Côté incohérences attribuables aux journalistes imaginaires, l'une est soulignée avant d'être reproduite sans commentaire. Il est en effet une première fois question de 98,5 % d'ADN commun entre deux individus, comme si c'était énorme, puis précisé que ce chiffre correspond en gros à ce qui est commun à tous les primates ; quelques pages et quelques dizaines d'années plus loin, il est de nouveau question de 98 % de commun entre géniteurs et clones… Mais l'incohérence peut difficilement être celle des narrateurs implicites, et devient celle de l'auteur, quand les arborigènes australiens sont censés avoir « officiellement disparu de la surface de la planète » dans les années 2020, tout en ayant des descendants… ce qui peut plonger dans une relative perplexité. On peut également s'interroger sur une expression comme « génétiquement privés de tout libre arbitre » : on peut se demander si le libre arbitre lui-même n'est pas alors génétique, donc conditionné, donc tout sauf libre… D'autres détails qui clochent peuvent sembler le résultat d'une utilisation du clonage comme réceptacle d'autres thèmes, ou d'autres peurs ; c'est le cas avec les confusions entre clonage et O.G.M., mères porteuses, bidouillages biologiques (en l'occurrence génétiques) pour champions olympiques, ou immigration entraperçue à travers l'expression “humains de souche”, réitérée, absurde, écho d'une autre et plus actuelle absurdité — on comprend par ailleurs mal comment l'auteur concilie l'idée d'un clonage coûteux et la fabrication par ce moyen de prolétaires migrants. On peut ajouter, pour faire bonne mesure, les problèmes rencontrés par le welfare state quand il est question de « finances publiques, pénalisées par un système de retraites archaïque et un manque de main-d’œuvre pour les financer ». La bouillie d'actualité n'est pas toujours une potion magique.

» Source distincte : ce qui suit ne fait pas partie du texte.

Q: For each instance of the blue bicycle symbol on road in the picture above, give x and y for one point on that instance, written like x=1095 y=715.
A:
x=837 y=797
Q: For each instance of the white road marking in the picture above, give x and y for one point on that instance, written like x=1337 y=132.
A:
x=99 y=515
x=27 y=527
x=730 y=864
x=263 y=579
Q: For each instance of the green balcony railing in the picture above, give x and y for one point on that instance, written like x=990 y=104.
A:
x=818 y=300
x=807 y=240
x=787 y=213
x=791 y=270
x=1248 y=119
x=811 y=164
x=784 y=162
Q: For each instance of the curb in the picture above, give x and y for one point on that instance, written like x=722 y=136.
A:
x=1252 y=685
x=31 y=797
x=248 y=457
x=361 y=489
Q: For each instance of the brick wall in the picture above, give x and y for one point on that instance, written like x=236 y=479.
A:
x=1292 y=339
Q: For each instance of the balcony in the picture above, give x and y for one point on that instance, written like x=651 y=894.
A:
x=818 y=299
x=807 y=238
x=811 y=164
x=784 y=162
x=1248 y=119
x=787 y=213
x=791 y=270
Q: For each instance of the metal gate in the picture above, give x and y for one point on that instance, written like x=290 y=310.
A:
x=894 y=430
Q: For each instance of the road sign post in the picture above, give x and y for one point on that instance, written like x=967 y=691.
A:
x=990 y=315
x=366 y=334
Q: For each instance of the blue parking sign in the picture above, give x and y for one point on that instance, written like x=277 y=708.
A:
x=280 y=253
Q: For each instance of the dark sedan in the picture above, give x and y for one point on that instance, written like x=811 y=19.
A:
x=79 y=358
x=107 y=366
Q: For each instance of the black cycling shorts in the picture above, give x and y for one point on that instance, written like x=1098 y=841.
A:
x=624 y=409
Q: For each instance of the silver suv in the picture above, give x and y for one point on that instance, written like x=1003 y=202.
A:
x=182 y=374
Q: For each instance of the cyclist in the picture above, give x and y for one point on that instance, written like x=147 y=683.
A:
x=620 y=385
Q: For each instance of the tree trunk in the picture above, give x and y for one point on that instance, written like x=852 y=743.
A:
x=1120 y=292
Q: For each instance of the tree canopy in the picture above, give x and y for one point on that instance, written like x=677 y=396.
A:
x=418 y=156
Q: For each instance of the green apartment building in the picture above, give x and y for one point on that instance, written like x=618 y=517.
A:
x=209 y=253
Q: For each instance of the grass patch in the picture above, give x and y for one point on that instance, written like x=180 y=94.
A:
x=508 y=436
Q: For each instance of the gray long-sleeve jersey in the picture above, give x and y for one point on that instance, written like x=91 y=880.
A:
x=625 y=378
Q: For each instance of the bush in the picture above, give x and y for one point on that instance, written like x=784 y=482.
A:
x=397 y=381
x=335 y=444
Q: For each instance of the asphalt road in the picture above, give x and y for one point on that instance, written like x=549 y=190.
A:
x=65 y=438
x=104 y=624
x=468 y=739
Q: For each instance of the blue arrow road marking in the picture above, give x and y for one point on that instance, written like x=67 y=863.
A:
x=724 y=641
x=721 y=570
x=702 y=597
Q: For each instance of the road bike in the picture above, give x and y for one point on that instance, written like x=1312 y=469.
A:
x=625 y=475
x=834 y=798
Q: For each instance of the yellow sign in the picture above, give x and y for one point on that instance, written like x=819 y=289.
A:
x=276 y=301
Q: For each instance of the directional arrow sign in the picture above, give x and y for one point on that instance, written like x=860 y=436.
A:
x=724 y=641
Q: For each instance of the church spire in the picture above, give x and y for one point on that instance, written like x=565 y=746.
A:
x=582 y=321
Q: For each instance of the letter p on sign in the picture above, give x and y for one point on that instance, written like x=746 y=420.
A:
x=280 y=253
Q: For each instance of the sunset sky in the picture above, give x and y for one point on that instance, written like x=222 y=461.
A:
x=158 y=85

On l'aura compris, la forme est peut-être un exemple de fausse bonne idée, et le traitement n'est pas inattaquable… C'est dommage. Pourquoi en parler dans ces conditions ? Parce que c'est un volume paru tout à fait hors collection, qu'il convient de signaler aux amateurs boulimiques. Parce que la tentative, même assez largement ratée, vaut de ne pas être passée sous silence. Et parce que, bon sang, après avoir acheté l'objet, on peut avoir envie de rentabiliser au moins symboliquement une dépense plutôt dispensable.